A Talk with Ian McGaughey of The Michus, p3

(Ian circa 1983)

Q: Did you take lessons for floor drumming?

Ian: Very funny. I'm actually self-taught, thank you (laughs). I think you could say our sound matured when we got the drum machine in '84.


Q: Are those real drums on "Dirty Cigars?"


Ian: Yeah. Kurt's twin brother Karl was given a drum set for Christmas or something, so Kurt let him sit in on "Dirty Cigars" along with guest vocalist John Theisen. I remember Kurt hated how Karl's drums sounded, calling them a "tin can orchestra." I believe John's lyrics were inspired by a Rodney Dangerfield routine, though I may not be remembering that right. Not our finest effort.


Q: You guys stopped recording in early '85, but the music has enjoyed an amazingly long life, especially considering that you never played live or had any kind of official — or unofficial for that matter — releases. You just had a tape of a handful of songs. How would you explain The Michus' longevity?

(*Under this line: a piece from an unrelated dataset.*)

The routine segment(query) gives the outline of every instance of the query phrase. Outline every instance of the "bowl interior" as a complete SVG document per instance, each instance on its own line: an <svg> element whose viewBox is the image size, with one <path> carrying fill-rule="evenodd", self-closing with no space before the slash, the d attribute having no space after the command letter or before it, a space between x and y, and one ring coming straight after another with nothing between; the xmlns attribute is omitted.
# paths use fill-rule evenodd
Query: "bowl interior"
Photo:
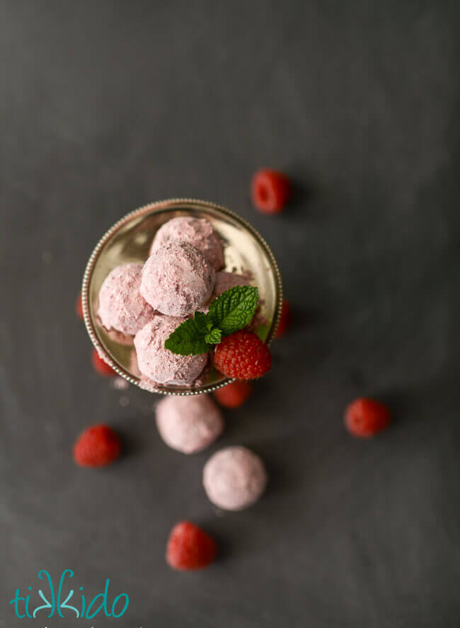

Ian: An abundance of questionable taste in the world. No, I think the catalyst was the creation of a tape called "Local Bands" that was sent to our local college radio station in 1985. It was a collection of songs from different bands that my friends had, and it included The Michus. My friends and I would call up to request our songs, and they would play them. I think some of the DJs must have started playing them on their own because The Michus made the top-five playlist for a month in 1985. I remember coming home from a family vacation, turning on the radio and sure enough, The Michus were playing.


Q: How did the music get over to Europe?


Ian: This is really the amazing part. The Michus would almost certainly have suffered a quiet death if not for the evangelistic work of a man named Yoktan Haddad. I believe a mutual friend turned him onto The Michus and he quickly became our biggest fan. He either traveled or lived in Spain for some time and was involved in some radio stations over there. He got The Michus played enough that they appeared on the charts — or so the legend goes. It's fair to say that any of The Michus post-1985 success is solely attributable to Mr. Haddad.


Q. Have you ever met him?


Ian: Yes, I did. I met him in the late 90's. He came up to my place in Saratoga with our mutual friend Kris. He was great. I remember him saying that it was an honor to meet me, which surprised me since I was so fascinated to meet him. I played him some music I had been working on at the time, and I had the distinct sense he wasn't very impressed. I think so much of what makes The Michus "The Michus" is Kurt. That along with our innocence and youth — and questionable musicianship. The music I was making at that time had none of those elements, except for the questionable musicianship.